In March, the ECB launched a new 750 billion euro ($853.6bn) pandemic emergency purchase program (PEPP) to support pandemic-hit countries and companies. This is in addition to its public sector purchase program (PSPP) which continued serving as a backstop for sovereign debt. As for this new fund, from my understanding, this latest “rabbit out of the hat” effort to clean up Europe’s economy “is not a done deal.” A big sticking point is repaying the debt issued to create this fund would place a heavy burden on the EU budget from 2028 onward. EU taxes proposed by the commission to finance the fund are unlikely to find much support among member states. To move forward, the commission will have to convince “all member states” this plan has merit.

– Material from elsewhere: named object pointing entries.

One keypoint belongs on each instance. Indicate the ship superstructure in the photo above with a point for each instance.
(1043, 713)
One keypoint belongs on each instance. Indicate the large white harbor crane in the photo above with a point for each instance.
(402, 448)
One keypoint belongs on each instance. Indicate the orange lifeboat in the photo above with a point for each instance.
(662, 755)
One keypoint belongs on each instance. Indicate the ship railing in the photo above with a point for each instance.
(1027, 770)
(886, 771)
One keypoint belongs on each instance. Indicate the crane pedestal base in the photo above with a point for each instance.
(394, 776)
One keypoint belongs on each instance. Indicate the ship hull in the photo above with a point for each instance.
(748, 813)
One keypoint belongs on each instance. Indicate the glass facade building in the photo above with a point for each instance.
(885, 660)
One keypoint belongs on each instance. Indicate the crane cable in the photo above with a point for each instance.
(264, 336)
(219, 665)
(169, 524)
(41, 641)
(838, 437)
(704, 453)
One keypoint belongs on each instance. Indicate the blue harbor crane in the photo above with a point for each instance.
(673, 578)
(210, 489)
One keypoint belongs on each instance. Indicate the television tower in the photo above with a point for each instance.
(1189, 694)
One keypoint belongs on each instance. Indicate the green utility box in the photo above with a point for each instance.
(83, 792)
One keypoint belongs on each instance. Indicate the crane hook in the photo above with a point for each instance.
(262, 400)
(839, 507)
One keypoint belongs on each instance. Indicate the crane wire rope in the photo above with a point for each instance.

Persuading Austria, Denmark, the Netherlands, and Sweden will not be an easy task and may include a number of concessions. Also, not all Euro-zone countries use the euro as their chief currency which lessens its importance to them. All this comes at a crucial time for European unity which is under assault from the pandemic and the additional economic stress caused by strict lock-downs. Of course, this push for debt mutualization has been led by Spain and Italy which took the biggest hit during the early stages of the pandemic, they have been backed by Portugal, France, Ireland, and Greece. This again highlights the question of, if Europe is doing as well as many people claim, why more stimulus? As in the past, I continue to contend the Euro-zone is simply uncompetitive and will remain so.